Now, of course, local advertisers have the use of video tape for commercials. And, as we have done for the last few years, we make commercials for our advertisers very cheaply and very rapidly. We still use slides and we still use voice overs of our duty announcers although of course we can pre-record sales messages with music or sound effects.
Twenty one years ago advertising on Channel Classified cost £4 a time. Well, peak time advertising has become a little more expensive during the twenty one years but advertisers can still buy an afternoon spot for £6. And, that’s not bad value, is it?
Local advertisers represent some 40% of all advertising on CTV. And of course, advertising is how we survive. It’s virtually our sole source of income — no part of the licence fee comes to us. But that doesn’t mean that anything goes.
Controls over television advertising are among the most comprehensive in the world, and far more stringent than newspapers need to abide by.

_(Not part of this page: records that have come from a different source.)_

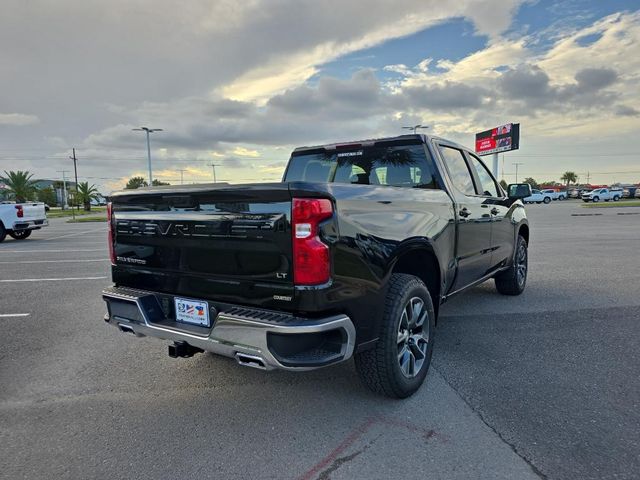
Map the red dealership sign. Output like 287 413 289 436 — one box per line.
476 123 520 155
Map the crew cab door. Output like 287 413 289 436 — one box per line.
438 143 491 291
465 151 515 268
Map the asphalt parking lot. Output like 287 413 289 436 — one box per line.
0 201 640 480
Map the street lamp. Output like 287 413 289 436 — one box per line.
132 127 162 186
402 125 429 133
513 162 524 183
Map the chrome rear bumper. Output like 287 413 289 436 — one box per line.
102 287 356 370
13 219 49 231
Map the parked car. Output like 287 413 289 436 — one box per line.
522 188 552 203
0 202 48 242
582 188 622 203
103 135 531 398
540 188 567 200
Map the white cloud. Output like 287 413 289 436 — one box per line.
0 113 40 127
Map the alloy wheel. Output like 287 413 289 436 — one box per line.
397 297 430 378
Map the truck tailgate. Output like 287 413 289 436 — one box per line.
111 184 294 306
20 203 46 221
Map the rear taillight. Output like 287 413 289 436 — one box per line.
292 198 333 285
107 202 116 265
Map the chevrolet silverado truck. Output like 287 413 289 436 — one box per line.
0 202 49 242
103 135 531 398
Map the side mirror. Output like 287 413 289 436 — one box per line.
507 183 531 200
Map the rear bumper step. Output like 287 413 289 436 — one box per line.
102 287 356 370
13 220 49 231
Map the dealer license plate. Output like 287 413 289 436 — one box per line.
175 298 211 327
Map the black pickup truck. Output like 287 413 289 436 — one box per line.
103 135 531 398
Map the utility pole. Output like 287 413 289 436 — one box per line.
402 124 429 134
513 162 524 183
131 127 162 186
69 147 80 210
209 163 220 183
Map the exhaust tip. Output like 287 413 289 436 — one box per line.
236 352 267 370
118 323 136 335
169 342 204 358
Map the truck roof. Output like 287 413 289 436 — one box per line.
293 133 466 153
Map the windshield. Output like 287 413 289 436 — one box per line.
284 144 439 188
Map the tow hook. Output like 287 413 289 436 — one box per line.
169 342 204 358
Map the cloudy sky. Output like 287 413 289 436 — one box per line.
0 0 640 193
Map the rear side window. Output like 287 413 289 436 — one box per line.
284 144 439 188
440 145 476 195
469 154 500 197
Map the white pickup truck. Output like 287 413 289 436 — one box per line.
582 188 623 203
540 188 567 200
0 202 49 242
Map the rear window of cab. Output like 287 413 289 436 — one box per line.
284 144 440 189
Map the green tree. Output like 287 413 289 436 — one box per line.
560 172 578 188
0 170 36 203
76 182 98 212
36 187 58 207
124 177 149 190
522 177 540 189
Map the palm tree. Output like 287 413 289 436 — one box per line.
76 182 98 212
0 170 36 203
560 172 578 188
124 177 149 190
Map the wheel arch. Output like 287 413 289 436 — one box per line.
387 240 444 321
516 222 529 245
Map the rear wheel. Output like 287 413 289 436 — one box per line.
9 230 31 240
495 235 529 295
355 273 435 398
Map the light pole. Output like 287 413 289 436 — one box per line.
209 163 220 183
402 124 429 133
69 147 80 210
132 127 162 186
512 162 524 183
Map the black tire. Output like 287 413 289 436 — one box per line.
495 235 529 295
9 230 31 240
354 273 435 398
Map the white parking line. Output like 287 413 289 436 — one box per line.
45 228 107 240
0 248 105 254
0 258 109 265
0 277 107 283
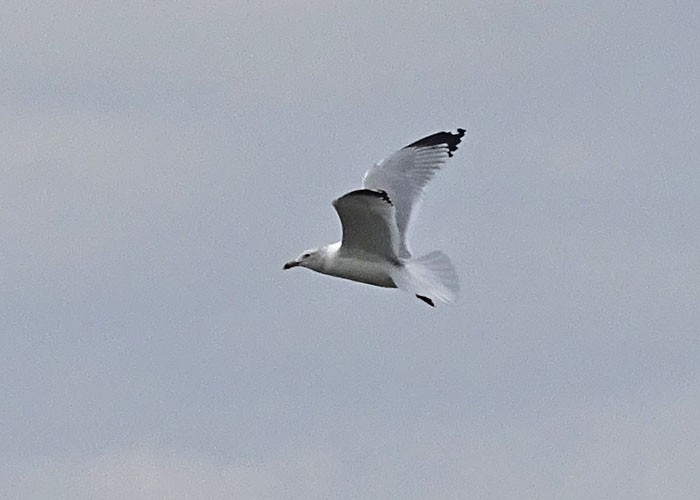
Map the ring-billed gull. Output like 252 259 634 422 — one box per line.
284 128 465 307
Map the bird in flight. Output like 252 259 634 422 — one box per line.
284 128 465 307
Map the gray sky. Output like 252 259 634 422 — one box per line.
0 1 700 500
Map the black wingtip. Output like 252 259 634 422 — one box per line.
406 128 467 156
416 295 435 307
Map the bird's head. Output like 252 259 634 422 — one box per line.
282 248 326 271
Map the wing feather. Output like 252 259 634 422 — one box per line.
362 128 465 259
333 189 399 260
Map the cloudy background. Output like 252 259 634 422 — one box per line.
0 1 700 500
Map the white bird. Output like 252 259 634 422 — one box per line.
284 128 465 307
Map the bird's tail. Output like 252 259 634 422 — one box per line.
392 251 459 306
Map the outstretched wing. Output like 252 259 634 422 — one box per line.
333 189 399 260
362 128 465 259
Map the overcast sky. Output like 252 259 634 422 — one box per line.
0 0 700 500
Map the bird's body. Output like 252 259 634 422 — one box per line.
284 129 465 306
321 241 401 288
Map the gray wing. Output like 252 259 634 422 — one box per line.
362 128 465 259
333 189 399 260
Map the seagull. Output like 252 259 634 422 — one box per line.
283 128 465 307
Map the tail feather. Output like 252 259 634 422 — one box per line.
392 251 459 304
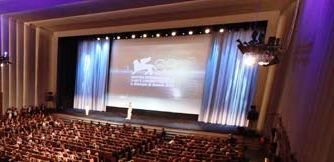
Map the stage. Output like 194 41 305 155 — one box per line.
58 107 242 134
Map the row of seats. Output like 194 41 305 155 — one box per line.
0 109 244 162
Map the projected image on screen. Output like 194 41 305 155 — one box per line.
106 35 211 114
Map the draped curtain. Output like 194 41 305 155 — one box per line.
74 40 110 111
199 30 257 126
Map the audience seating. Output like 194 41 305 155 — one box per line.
0 107 244 162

Because television advertising is so powerful, so effective, not only the content but the amount and nature of advertisements must be in accordance with the Broadcasting Act plus the extensive rules and principles laid down by the Independent Broadcasting Authority.
There must, for instance, be a total distinction between programmes and advertising. There are several classes of possible advertisers who are unacceptable to television contractors, and there are several methods of advertising which are equally unacceptable. Special attention is paid to advertising in relation to children, financial advertising and the advertising of medicines and treatments.
Misleading claims and presentation are rejected, as is offensive material such as swearing, undue violence, nudity, salaciousness or jokes exploiting, for instance, physical disabilities or religious beliefs.
Cigarette advertising is not permitted, nor is that for hard liquor, nor for matrimonial agencies, fortune tellers (a mass medium perhaps?) undertakers, betting tipsters, private investigation agencies or political or religious bodies.
Advertisements must not unfairly attack or discredit other products or advertisers. Testimonials must be genuine, children must not be encouraged to enter strange places. The size and scale of toys and games must be made easy to judge and sweet eating throughout the day must not be encouraged. These are just a few of the controls exercised over television advertisers.
The Company Lawyer at General Foods once required a copywriter to prove that a barbecue sauce actually did have “an old fashioned flavour” before the agency were allowed to use the innocuous claim in a series of advertisements. So you see, advertisers do care what they say.
They care because their consumers pay attention to what the commercials claim. They care because television advertising is so important. They care because television has become the most powerful advertising medium the world has ever known. It’s a selling tool that uses colour, sound, vision, motion and, perhaps most important of all, emotion.